Q: Discuss the relevancy of citation of Ex. Gnr Laxmanram Poonia (Dead) vs Union Of India & Ors on 22 February, 2017 with present case ?
Ans:
Ex. Gnr Laxmanram Poonia (Dead) vs Union Of India & Ors on 22 February, 2017.
The Appellant was enrolled in the Indian Army. It was the case of the Appellant that on the eve of Festival, he was overburdened with work due to scarcity of staff. Due to continuous restless duty hours for several days, he suffered hypertension resulting in lack of sleep and hunger. Ultimately, he requested the Commanding Officer of his Unit to sanction him leave considering his critical condition. However, instead of granting leave, the Commanding Officer got him admitted in 174 Military Hospital on 11.11.2007, acknowledging the critical condition of the Appellant. The Doctor diagnosed the Appellant to be suffering from acute schizophrenia like psychotic disorder. The Appellant was discharged from 174 Military Hospital on 14.03.2008. Thereafter, he was shifted to Military Hospital Chandimandir and was admitted to psychiatric ward on 28.08.2008. He was subjected to a Military Board held at 174 Military Hospital for his recategorisation. After some time, he was granted sick leave for a few days. However, he was again admitted to 174 Military Hospital on 15.02.2009, and was also subjected to a Medical Board and thereafter, he was discharged from the hospital and was sent to his Unit. As per the Appellant, he was again entrusted with hard duty on 02.05.2009 and was also compelled to work at night hours, because of which the disease so detected again aggravated. Ultimately, he had to be admitted to Command Hospital Chandimandir on 05.05.2009, from where he got discharged on 12.06.2009. He was again admitted to Command Hospital Chandimandir on 10.07.2009, from where he was discharged on 06.10.2009. He was brought before a duly constituted Invaliding Medical Board on 09.09.2009 to assess the cause and degree of disablement. The Invaliding Medical Board opined that he was suffering from 'acute Schizophrenia like psychotic disorder. Medical Board further opined that the disability being constitutional in nature is not connected with Military Service. His disability was assessed at 60% for life but was viewed as neither attributable to nor aggravated by Military Service. Ultimately, he was invalided out of service with effect from 07.10.2009 under Rule 13(3)(iii) of the Army Rules, 1954. His claim for grant of disability pension was forwarded to the Principal Controller, which was rejected on the ground that the disability suffered by the Appellant was neither attributable to nor aggravated by Military Service.
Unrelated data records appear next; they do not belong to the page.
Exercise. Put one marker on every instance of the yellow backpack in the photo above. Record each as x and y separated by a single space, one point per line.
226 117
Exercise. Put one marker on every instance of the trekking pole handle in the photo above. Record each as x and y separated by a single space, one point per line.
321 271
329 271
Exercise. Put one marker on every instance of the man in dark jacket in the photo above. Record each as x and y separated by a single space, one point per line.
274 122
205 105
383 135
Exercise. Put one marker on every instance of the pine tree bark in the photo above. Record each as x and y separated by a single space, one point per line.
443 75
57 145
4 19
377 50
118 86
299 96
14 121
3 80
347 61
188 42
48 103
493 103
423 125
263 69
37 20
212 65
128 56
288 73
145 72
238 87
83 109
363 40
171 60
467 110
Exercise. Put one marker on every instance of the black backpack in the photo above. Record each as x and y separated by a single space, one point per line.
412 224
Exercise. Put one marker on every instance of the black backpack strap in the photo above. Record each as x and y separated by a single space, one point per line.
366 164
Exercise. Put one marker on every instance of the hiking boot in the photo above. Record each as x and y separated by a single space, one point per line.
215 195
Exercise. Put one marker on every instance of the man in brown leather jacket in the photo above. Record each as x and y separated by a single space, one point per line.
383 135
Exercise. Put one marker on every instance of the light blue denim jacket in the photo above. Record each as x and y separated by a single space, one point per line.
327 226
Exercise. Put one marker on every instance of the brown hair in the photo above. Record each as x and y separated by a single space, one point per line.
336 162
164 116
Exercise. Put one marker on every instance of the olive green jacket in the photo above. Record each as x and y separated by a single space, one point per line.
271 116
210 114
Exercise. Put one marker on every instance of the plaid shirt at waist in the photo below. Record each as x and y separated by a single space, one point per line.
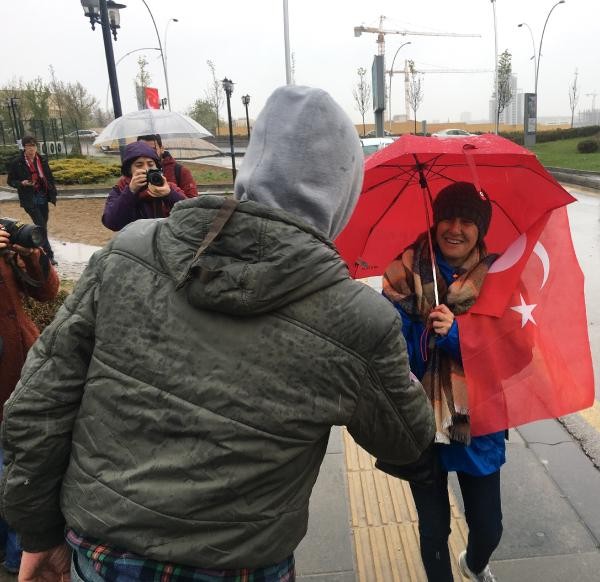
115 565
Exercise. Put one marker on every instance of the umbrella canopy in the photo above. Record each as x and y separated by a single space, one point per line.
402 180
168 124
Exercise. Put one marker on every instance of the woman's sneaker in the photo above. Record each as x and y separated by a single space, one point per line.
485 576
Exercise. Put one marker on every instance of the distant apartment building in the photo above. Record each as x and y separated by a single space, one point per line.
513 112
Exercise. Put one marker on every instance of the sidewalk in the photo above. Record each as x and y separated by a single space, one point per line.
551 516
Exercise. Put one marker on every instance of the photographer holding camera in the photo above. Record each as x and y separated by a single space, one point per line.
142 190
30 174
24 269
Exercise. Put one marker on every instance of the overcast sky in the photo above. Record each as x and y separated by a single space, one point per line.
245 41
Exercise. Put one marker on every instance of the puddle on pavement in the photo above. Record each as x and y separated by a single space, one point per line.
72 257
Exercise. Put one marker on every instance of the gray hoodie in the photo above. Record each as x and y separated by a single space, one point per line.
304 157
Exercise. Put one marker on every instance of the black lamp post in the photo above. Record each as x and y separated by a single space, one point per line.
246 102
106 13
228 87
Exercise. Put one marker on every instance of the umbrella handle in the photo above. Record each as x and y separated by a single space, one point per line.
427 198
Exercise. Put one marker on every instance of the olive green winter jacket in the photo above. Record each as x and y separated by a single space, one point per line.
188 425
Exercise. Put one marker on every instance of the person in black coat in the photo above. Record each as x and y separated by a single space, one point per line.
30 174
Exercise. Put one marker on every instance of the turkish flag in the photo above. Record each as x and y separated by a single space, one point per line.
532 360
152 99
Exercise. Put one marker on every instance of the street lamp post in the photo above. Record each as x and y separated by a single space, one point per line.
390 85
166 61
534 57
246 102
496 96
106 13
537 70
228 88
162 54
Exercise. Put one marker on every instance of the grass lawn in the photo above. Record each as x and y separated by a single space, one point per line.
563 154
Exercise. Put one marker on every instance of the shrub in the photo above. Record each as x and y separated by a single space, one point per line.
82 171
587 146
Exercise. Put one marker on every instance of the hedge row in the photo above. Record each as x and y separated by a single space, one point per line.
82 171
554 134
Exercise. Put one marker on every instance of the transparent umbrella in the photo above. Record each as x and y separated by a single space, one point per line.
178 132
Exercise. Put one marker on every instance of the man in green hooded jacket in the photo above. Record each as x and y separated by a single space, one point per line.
175 414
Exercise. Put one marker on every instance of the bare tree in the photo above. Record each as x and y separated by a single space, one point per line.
415 90
142 80
503 85
215 94
362 95
573 96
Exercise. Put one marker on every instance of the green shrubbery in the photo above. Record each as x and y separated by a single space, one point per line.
82 171
588 146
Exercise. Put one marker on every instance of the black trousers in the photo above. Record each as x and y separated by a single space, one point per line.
483 513
39 216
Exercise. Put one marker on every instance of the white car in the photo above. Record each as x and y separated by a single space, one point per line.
85 133
451 133
373 144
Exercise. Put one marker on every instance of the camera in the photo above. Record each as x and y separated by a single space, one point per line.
19 233
154 177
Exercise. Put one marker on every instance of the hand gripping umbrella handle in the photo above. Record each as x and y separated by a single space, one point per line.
427 205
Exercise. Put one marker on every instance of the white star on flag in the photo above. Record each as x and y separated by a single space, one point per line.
526 312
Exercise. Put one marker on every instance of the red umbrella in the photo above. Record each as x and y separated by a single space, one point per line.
402 180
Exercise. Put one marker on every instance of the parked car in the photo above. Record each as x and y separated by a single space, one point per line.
451 133
371 145
85 133
372 133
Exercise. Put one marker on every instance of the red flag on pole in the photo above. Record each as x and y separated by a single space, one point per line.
533 361
152 99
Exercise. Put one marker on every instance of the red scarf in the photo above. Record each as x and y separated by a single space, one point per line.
38 178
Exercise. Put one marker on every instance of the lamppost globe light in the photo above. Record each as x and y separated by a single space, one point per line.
228 86
98 11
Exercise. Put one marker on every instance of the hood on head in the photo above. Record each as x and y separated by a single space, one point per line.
135 150
304 157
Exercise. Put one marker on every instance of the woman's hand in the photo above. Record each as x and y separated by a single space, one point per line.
138 181
159 191
441 319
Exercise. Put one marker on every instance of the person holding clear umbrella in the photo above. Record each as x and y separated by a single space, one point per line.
142 191
461 220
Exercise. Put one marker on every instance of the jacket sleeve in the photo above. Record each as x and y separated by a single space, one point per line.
175 195
39 418
393 419
48 290
187 183
120 208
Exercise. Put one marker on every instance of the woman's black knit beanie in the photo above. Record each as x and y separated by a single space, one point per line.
462 200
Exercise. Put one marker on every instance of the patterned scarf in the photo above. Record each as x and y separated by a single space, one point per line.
408 281
40 183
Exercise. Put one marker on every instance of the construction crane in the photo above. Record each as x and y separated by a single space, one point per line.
381 32
406 73
593 96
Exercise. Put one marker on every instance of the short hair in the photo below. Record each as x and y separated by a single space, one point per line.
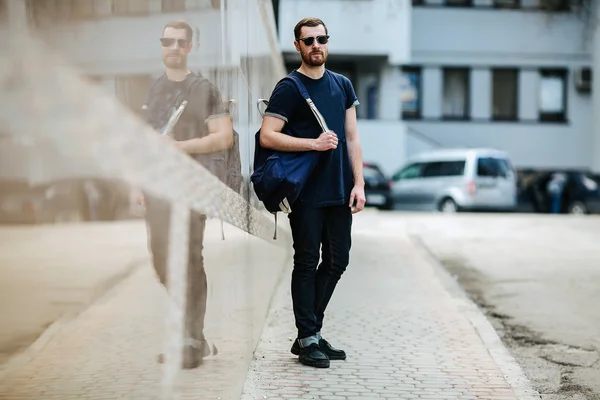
310 22
180 24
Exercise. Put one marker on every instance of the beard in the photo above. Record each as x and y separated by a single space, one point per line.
314 59
174 61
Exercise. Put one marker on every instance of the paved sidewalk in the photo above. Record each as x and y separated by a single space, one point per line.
110 351
407 331
47 274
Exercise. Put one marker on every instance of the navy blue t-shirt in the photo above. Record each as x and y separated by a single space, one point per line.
332 180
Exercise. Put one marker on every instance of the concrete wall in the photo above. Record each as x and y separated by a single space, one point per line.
383 143
481 39
375 27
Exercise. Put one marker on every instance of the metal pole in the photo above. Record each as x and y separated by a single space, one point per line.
177 286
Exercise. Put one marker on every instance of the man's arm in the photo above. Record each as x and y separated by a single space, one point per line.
220 137
272 138
206 101
355 153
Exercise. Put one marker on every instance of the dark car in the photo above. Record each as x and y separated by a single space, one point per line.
377 187
581 193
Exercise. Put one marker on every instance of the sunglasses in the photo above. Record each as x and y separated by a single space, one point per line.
168 42
323 39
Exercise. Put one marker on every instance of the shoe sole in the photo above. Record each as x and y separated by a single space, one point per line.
334 358
316 364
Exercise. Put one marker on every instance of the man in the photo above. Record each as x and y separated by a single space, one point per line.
203 129
322 215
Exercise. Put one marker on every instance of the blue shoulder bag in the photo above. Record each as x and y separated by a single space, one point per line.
280 176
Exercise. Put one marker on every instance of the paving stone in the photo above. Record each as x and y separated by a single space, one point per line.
405 335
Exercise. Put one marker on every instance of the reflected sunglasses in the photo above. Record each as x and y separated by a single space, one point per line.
167 42
322 39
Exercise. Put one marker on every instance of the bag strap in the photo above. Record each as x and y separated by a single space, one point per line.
304 93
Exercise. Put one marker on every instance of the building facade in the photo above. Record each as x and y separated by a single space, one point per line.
508 74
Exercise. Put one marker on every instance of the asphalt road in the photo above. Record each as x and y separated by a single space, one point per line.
537 277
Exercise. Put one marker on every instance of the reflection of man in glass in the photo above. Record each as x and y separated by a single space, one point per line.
203 130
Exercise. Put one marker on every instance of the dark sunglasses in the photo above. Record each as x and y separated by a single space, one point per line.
168 42
323 39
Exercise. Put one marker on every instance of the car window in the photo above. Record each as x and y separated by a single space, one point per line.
409 172
491 167
372 172
444 169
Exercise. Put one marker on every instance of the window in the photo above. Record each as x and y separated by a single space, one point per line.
173 5
410 90
372 172
507 3
553 95
410 172
131 7
444 169
491 167
459 3
3 10
456 93
504 94
52 11
132 90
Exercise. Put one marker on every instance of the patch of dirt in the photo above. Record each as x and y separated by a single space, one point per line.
548 364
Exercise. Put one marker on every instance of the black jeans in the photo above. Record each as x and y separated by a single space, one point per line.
312 287
158 215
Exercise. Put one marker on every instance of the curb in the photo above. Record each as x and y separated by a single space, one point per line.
510 368
104 290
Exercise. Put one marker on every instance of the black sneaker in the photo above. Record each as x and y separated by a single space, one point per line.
313 356
331 352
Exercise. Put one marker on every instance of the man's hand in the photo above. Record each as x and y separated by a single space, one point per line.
357 198
327 141
171 139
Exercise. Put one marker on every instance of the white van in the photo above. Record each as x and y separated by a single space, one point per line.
451 180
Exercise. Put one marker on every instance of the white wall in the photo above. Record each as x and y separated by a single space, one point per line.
595 142
374 27
383 143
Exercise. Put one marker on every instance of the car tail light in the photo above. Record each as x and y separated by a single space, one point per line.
471 188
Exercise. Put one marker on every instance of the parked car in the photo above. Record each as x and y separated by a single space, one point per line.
581 193
377 187
453 180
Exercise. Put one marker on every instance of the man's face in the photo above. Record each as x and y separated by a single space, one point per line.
175 48
313 54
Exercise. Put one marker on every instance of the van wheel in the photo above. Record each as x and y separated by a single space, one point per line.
577 208
448 206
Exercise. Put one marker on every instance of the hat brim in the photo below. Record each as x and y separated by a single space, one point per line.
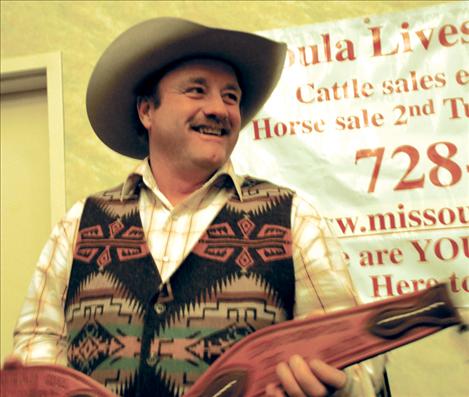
149 47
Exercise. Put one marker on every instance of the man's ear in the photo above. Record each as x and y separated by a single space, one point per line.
143 108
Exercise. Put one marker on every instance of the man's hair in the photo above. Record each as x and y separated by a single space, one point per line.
148 91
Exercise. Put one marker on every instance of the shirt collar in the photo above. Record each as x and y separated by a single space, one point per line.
142 174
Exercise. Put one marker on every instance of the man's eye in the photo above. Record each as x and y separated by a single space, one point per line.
232 98
195 90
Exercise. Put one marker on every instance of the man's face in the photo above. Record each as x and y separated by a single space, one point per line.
196 125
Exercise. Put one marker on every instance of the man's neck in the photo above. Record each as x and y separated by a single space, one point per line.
177 186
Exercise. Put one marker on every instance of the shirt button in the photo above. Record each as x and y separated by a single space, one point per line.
159 308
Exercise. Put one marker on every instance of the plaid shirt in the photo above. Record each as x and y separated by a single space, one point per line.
322 280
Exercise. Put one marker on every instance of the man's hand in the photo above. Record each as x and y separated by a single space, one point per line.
306 379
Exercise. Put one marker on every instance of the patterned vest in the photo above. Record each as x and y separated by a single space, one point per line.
142 338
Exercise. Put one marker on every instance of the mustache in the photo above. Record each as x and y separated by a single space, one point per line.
213 122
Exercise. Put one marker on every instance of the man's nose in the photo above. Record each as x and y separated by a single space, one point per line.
215 107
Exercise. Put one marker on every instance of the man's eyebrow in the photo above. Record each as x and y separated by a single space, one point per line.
203 81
The Appellant challenged the order by filing an application before the Tribunal seeking disability pension. The Tribunal dismissed the application filed by the Appellant holding that the disability being 'constitutional' in nature was not connected with Military Service .
The Appellant expired and his wife filed application Under Section 31 of Armed Forces Tribunal Act, 2007 before the Tribunal seeking leave to file appeal before the present Court against the final order passed by Tribunal and the same was dismissed by the Tribunal. Hence, the present appeal.
The honourable Supreme Court held that in the absence of any note in the service record in this regard at the time of joining the Military Service, the Medical Board should have called for the service records and looked into the same; but nothing was on record to suggest that any such record was called for by the Medical Board to arrive at the conclusion that the disability was not due to Military Service. The Medical Board simply stated that the disability is neither attributable to nor aggravated by Military Service. It would be presumed that the Appellant was in a sound mental condition at the time of entering into the Military service and the deterioration of health has taken place due to Military Service.
Hence, wife of the Appellant and other legal heirs shall be entitled to disability pension as per the Rules. The impugned order was set aside. The Respondents were directed to pay the disability pension to the wife and other substituted legal heirs of the deceased.
Relevancy with our case:
In the above case , the AFT did not abide by the rules of principle of natural justice and had not considered the fact that the disease was diagnosed after being entered in military service. The honourable Supreme Court considered the fact and gave values to the principles of natural justice.
In our case also, the honourable Supreme Court must give values to the principles of natural justice because the BSF personnel fired in bushes having thrilling sensation of patriotism and thus he must be reinstated.